La insignia patria se aprecia desde cualquier punto de la capital y, aseguran, tiene un tamaño aproximado al de media cancha de baloncesto -15 metros de largo por 10 de ancho-, pesa unos 44 kilogramos y su asta llega hasta 40 metros de altura.
Ondea justo en el otrora enclave estadounidense, en recordación eterna a los jóvenes estudiantes que el 9 de enero de 1964 intentaron colocar ese símbolo en un terreno profanado por los militares y luego fueron masacrados.
Mediante decreto, la bandera del cerro Ancón no es arriada en la noche ni cuando llueve, como exige la ley para el resto de las insignias en el país.
El mayor panteón del istmo solo deja de ser enarbolado durante el reemplazo del sistema de pararrayo y luz de navegación aérea instalado en su asta.
De acuerdo con fuentes gubernamentales, esas labores se realizan debido a su deterioro a causa de frecuentes desgarramientos.
Para llegar a la cúspide, los visitantes recorren a pie unos 45 minutos de senderos de selva, pero en el trayecto encuentran detalles que recuerdan a quienes inmortalizaron el lugar para siempre.

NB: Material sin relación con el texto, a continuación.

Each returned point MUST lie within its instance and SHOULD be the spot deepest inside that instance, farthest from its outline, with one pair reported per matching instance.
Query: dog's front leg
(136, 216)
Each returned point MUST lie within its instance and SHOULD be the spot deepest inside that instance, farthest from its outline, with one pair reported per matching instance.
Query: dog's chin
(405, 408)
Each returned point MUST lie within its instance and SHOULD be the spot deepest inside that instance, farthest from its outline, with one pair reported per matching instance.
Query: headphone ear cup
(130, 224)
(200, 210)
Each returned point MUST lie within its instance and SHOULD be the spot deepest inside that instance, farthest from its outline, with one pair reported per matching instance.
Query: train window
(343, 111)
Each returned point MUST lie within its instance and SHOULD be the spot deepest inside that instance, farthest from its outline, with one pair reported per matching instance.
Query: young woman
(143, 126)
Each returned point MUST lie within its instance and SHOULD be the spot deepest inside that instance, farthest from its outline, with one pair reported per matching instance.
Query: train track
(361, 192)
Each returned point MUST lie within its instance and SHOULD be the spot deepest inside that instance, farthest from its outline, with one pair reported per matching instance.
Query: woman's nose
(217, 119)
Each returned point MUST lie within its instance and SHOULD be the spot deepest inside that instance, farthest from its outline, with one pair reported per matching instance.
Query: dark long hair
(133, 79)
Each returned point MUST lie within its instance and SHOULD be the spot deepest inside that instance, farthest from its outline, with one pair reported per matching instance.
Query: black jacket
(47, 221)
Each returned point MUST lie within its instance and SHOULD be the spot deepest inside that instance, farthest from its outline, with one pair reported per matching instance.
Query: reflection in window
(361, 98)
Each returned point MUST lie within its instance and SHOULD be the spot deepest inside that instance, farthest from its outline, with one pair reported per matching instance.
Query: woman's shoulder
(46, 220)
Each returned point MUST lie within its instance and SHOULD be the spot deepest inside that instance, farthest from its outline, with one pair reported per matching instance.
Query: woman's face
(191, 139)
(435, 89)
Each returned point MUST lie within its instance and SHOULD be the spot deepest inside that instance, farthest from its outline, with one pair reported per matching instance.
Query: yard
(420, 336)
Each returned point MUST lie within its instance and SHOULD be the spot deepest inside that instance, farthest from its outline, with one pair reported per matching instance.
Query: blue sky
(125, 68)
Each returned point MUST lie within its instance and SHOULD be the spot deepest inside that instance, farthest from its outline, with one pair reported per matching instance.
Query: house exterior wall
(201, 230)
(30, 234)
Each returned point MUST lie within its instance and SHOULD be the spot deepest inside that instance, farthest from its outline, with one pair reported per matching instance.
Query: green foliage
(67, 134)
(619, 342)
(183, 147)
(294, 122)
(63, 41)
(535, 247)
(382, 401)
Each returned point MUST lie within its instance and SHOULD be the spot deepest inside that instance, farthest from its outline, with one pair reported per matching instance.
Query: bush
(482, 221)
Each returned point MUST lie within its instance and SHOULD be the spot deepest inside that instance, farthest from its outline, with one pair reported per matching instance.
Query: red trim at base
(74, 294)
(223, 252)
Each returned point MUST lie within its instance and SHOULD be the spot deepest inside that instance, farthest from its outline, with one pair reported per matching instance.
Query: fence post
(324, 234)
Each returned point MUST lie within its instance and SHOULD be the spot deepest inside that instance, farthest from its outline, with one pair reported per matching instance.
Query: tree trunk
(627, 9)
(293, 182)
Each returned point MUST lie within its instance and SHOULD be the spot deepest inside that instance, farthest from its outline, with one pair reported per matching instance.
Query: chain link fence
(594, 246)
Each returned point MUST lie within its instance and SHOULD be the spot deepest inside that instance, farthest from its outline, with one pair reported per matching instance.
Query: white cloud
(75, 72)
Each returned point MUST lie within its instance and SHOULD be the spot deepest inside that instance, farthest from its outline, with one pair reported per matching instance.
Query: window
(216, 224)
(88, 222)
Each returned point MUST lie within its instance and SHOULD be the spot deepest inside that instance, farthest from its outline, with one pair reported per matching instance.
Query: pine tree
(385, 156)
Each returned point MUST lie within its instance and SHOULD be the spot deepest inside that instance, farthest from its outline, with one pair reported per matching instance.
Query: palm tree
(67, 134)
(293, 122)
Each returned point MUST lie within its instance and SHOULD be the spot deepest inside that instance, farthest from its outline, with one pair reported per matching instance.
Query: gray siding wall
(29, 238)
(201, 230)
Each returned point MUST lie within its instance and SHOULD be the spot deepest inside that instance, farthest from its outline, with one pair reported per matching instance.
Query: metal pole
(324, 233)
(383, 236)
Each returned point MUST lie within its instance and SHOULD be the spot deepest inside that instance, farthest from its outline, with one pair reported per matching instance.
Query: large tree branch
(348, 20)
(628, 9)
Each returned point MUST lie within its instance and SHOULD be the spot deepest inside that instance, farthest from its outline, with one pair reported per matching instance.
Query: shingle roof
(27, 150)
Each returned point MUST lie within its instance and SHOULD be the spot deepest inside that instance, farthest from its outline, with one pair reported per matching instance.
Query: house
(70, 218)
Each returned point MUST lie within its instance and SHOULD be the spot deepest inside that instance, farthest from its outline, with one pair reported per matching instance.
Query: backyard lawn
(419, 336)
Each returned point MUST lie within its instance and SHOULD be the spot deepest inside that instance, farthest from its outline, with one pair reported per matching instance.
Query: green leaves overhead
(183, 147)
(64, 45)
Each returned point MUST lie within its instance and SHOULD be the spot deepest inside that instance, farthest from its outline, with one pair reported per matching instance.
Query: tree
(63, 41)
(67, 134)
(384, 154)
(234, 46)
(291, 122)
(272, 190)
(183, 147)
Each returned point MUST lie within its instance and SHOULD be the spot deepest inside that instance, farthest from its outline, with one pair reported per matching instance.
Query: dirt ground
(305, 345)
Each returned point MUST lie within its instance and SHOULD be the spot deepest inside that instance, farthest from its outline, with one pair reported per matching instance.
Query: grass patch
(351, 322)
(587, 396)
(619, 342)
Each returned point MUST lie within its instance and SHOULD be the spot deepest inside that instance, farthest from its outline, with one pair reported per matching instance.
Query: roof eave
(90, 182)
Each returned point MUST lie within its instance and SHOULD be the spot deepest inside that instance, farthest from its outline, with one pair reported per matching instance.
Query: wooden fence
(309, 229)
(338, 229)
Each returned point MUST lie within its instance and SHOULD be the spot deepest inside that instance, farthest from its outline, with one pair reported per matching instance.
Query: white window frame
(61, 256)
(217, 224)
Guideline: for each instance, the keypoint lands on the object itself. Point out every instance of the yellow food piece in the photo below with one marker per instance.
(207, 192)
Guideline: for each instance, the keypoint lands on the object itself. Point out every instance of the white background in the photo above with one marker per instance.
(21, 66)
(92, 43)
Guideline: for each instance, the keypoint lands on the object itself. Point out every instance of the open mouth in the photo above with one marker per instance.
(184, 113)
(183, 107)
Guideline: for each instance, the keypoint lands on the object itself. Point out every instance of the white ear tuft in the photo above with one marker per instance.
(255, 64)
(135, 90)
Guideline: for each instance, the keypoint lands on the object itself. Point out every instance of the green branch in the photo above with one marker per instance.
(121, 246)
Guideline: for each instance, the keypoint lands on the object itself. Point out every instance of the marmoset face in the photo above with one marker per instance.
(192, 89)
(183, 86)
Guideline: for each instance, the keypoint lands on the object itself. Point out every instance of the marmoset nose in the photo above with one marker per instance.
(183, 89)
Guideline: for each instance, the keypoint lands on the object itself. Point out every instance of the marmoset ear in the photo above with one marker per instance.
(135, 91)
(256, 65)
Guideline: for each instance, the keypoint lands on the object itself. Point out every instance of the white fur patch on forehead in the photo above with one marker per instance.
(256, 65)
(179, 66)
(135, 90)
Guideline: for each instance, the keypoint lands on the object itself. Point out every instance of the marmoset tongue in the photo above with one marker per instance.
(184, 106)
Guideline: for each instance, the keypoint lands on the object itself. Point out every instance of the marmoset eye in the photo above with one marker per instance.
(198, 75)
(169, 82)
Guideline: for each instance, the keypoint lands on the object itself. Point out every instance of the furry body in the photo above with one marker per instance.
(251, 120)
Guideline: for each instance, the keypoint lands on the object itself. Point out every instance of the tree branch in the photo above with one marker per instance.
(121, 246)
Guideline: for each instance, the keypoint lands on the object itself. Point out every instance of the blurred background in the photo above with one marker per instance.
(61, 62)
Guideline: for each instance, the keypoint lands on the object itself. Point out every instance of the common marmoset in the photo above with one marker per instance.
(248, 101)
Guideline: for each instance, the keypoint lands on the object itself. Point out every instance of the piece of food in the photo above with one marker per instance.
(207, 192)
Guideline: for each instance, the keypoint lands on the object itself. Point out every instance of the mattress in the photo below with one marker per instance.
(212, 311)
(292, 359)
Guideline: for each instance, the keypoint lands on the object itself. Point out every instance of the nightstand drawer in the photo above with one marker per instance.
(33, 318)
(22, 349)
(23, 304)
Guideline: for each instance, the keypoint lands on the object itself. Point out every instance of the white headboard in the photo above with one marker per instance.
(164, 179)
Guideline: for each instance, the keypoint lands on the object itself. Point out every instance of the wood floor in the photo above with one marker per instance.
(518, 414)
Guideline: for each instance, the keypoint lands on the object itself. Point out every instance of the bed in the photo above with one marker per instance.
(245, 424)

Uno de ellos es el monumento a la poetisa Amelia Denis de Icaza, que custodia ese otro símbolo de innumerables luchas por la soberanía.
“Sé que no eres el mismo; quiero verte y de lejos tu cima contemplar; me queda el corazón para quererte, ya que no puedo junto a ti llorar. Centinela avanzado, por tu duelo lleva mi lira un lazo de crespón; tu ángel custodio remontase al cielo… ¡ya no eres mío, idolatrado Ancón!”, versan estrofas del poema Al Cerro Ancón, escrito por ella en 1906.
Con una elevación de 199 metros sobre el nivel del mar, el sitio es considerado unos de los mayores atractivos turísticos, aunque no es una zona urbanizada.
Desde sus laderas se puede apreciar la imagen más nítida del contraste entre la ciudad cosmopolita y los vestigios de la Panamá colonial.